Following a reformulation of the Grand Bargain priorities and structure (the Grand Bargain 2.0 framework) in 2020 and 2021, 2022 saw a consolidation of action at the political level, which resulted in concrete and measurable progress in key areas.
In regard to the two Enabling Priorities, multi-year funding increased for multilateral aid organisations, and there were increased investments in supporting and empowering local actors. There was important progress in other areas of the Grand Bargain too, with collective successes including an agreement on a model for coordination of cash and voucher assistance and a revised framework for joint intersectoral needs analysis. Many signatories continued to embed the original framework in institutional ways of working, indicating its ongoing relevance and their continued commitment to the fundamental changes in policy and practice that it set out. These achievements challenge some of the negative narrative that has grown up around the Grand Bargain in recent years and reinforces its value at a critical juncture, as the latest framework period concludes and signatories reflect on the Facilitation Group’s proposal for the future of this multilateral mechanism.
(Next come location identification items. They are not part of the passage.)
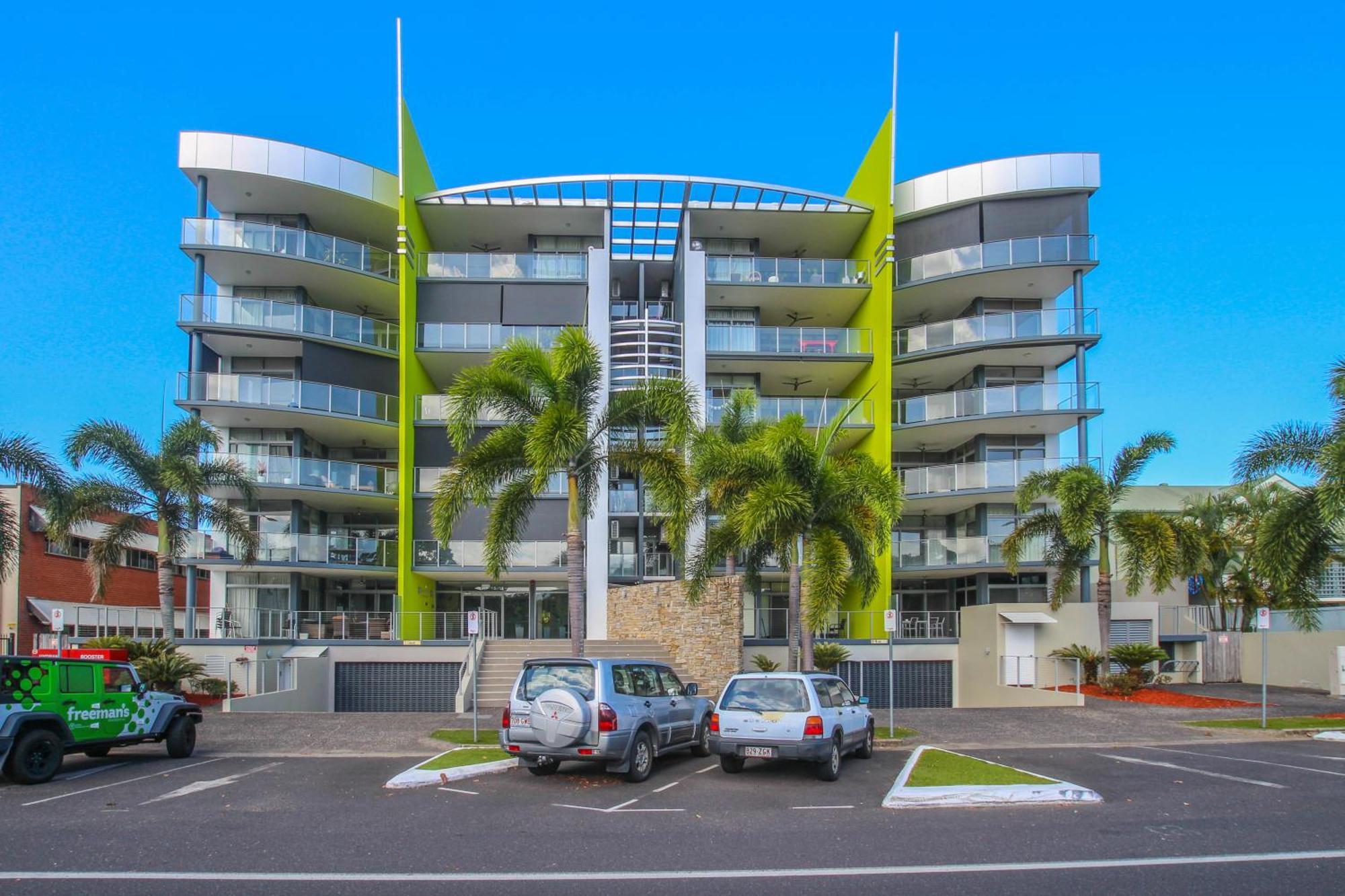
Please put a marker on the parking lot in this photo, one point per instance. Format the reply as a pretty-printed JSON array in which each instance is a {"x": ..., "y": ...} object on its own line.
[{"x": 251, "y": 822}]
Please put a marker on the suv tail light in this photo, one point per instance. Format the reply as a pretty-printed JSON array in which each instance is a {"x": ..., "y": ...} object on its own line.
[{"x": 607, "y": 717}]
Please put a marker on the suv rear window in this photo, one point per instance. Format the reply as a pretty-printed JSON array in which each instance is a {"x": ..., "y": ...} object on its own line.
[
  {"x": 547, "y": 676},
  {"x": 766, "y": 696}
]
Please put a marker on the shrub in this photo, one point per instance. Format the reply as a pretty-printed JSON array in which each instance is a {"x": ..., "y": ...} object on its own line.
[
  {"x": 1087, "y": 657},
  {"x": 828, "y": 655},
  {"x": 765, "y": 663}
]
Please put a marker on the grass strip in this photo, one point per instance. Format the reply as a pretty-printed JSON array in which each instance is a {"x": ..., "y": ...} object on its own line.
[
  {"x": 459, "y": 758},
  {"x": 941, "y": 768}
]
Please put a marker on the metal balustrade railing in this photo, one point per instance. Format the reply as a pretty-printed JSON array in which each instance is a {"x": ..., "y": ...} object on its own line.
[
  {"x": 287, "y": 318},
  {"x": 291, "y": 243},
  {"x": 1000, "y": 253}
]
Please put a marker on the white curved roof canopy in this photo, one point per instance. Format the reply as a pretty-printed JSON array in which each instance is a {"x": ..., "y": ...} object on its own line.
[{"x": 1046, "y": 173}]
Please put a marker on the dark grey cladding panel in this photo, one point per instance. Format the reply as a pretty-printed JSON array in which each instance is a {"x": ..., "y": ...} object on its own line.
[
  {"x": 941, "y": 231},
  {"x": 458, "y": 302},
  {"x": 1035, "y": 216},
  {"x": 539, "y": 303},
  {"x": 349, "y": 368},
  {"x": 545, "y": 524}
]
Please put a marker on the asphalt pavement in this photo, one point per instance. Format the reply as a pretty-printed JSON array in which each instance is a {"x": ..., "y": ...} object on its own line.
[{"x": 1241, "y": 817}]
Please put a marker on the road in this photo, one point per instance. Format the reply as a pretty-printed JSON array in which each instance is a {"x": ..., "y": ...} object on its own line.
[{"x": 1237, "y": 817}]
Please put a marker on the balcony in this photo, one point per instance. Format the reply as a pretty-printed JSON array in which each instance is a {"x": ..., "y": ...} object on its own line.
[
  {"x": 949, "y": 419},
  {"x": 333, "y": 415},
  {"x": 949, "y": 487},
  {"x": 645, "y": 349},
  {"x": 1046, "y": 338},
  {"x": 505, "y": 266},
  {"x": 338, "y": 272},
  {"x": 527, "y": 559},
  {"x": 976, "y": 553},
  {"x": 329, "y": 485},
  {"x": 301, "y": 552},
  {"x": 827, "y": 290},
  {"x": 221, "y": 315},
  {"x": 941, "y": 284}
]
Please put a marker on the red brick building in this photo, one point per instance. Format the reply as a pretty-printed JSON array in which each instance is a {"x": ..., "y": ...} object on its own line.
[{"x": 50, "y": 576}]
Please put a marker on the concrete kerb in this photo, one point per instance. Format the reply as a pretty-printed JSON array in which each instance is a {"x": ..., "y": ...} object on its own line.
[
  {"x": 1056, "y": 792},
  {"x": 418, "y": 776}
]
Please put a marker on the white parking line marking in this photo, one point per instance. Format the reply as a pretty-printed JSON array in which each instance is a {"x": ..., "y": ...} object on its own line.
[
  {"x": 119, "y": 783},
  {"x": 1239, "y": 759},
  {"x": 197, "y": 786},
  {"x": 1195, "y": 771},
  {"x": 697, "y": 873}
]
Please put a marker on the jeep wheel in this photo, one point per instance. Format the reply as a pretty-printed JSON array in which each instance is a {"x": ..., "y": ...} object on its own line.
[
  {"x": 36, "y": 758},
  {"x": 642, "y": 758},
  {"x": 703, "y": 744},
  {"x": 182, "y": 737}
]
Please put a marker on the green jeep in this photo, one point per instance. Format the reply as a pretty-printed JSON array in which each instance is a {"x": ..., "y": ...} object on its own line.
[{"x": 56, "y": 706}]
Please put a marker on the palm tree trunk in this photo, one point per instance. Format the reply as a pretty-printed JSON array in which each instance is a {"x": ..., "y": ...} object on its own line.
[
  {"x": 575, "y": 567},
  {"x": 796, "y": 614}
]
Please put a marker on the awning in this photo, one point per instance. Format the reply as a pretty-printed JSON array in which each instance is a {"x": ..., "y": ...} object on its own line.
[{"x": 1030, "y": 619}]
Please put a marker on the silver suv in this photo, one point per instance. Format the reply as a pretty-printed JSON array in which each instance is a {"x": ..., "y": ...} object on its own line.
[{"x": 618, "y": 712}]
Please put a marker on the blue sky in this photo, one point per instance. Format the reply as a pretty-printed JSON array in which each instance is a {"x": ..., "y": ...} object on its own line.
[{"x": 1221, "y": 136}]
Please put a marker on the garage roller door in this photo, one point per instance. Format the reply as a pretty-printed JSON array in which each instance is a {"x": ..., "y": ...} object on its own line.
[
  {"x": 919, "y": 682},
  {"x": 397, "y": 688}
]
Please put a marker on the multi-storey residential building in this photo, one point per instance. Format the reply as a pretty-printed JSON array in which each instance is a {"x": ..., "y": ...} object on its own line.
[{"x": 333, "y": 303}]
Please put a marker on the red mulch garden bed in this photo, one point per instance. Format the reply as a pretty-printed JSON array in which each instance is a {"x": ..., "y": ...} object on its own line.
[{"x": 1163, "y": 697}]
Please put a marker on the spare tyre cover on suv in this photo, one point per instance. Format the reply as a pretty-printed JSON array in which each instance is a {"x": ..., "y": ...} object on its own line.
[{"x": 560, "y": 717}]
Despite this progress, the potential of the Grand Bargain to address the political barriers to change in other areas is still to be realised, with, for example, as yet no substantive shift towards a demand, rather than a supply, driven humanitarian response and no concrete increase in funding provided directly to local actors. Signatories will need to further refine their focus and approach if this mechanism is to help them realise the transformation of the international humanitarian system that the authors of the Grand Bargain originally envisaged.